I finished my Simple Tank Top from the Spring/Summer 2012 issue of Debbie Bliss Magazine.
Mine was made using Debbie Bliss Rialto 4 Ply yarn, a soft 100% ExtraFine Merino with approximately 198 yards per 50g, in #27-Silver, #22 – Fuschia, and #28 – Tangerine. Those are the colors from the magazine, but I thought they were charming and have been receiving lots of compliments. I think it would also look good with blue and green stripes.
There are enough colors of Rialto 4 ply to make a different top for every day of the week!
Here is a picture of the front:
I made the smallest size, which gives me about 2″ inches of ease.
It’s a good idea to take your measurements regularly so you know for sure which size to make. With all the images we are bombarded with in the media our perception of our bodies might not be in line with reality. By ensuring you’re making the right size to start with you’ll avoid disappointment down the line.
The Craft Yarn Council has a handy guide online that shows you how and where to measure yourself.
Another good idea is to really pay attention to the fit of the clothes you enjoy wearing and try to replicate it in the garments you knit or crochet for yourself. If you like close fitting store bought clothes, then don’t make a big over sized sweater. The opposite is also true. If you like some breathing room, don’t make that sweater that is supposed to be worn with negative ease.
Of course, these principles also apply to the garments you make for other people. If you want the things you make to be worn and used make things you like!
Oh, dear! I’ll get off my soapbox now and get back to my pretty new top. LOL!
I started the Simple Tank in April and didn’t finish it until mid-July, but the hands-on knitting time wasn’t really that long. I moved house at the beginning of June and the need to pack, move, and unpack threw my knitting off schedule.
And I always drop the ball on the finishing. In fact, I must have dragged my feet for a week when the tank was all knit and it was time to pick up around the arm holes to knit the trim.

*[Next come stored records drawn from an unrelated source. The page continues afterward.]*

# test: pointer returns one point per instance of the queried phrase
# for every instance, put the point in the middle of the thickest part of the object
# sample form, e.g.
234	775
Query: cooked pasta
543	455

I always want quiet and a good hour to work when faced with the prospect of picking up stitches evenly across a section of sweater. I used the trick of dividing the armhole into smaller sections placing stitch markers at the half way point, then dividing the half in half, etc. It is easier to pick up a small number of stitches over a small section than it is to pick up a large number of stitches across a great expanse.
When I realized I would never have a finished project if I kept avoiding it I went to my local yarn store to get in the right mind-set. It was so nice to hang out at the table, picking up stitches, and chatting with the other knitters passing through. (I might have bought a couple new magazines as well!)

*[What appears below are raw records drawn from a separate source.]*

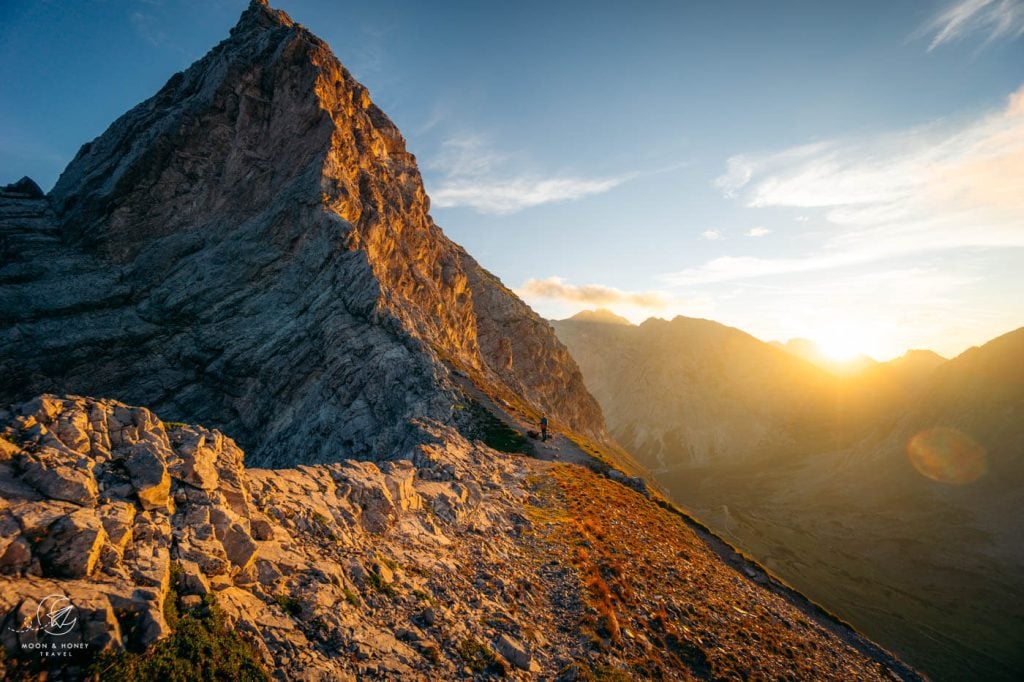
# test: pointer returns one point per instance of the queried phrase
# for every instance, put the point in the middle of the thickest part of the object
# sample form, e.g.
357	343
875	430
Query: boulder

Have you noticed that magical effect yarn stores have on your knitting or crocheting? And if you do get stuck there are people around to ask for advice!
The trim around the neck and arms is very simple, but many people have commented on how nice it is.
Once the trim was knit, it was a simple matter of seaming the sides and weaving in the ends. I’m glad I carried the colors up the sides without cutting them. That greatly reduced the number of ends I had to weave in.
I always feel such a sense of accomplishment when I finish a project. And it’s an even better feeling when I wear a new top for the first time and can tell people who compliment it, “Thanks! I made it!”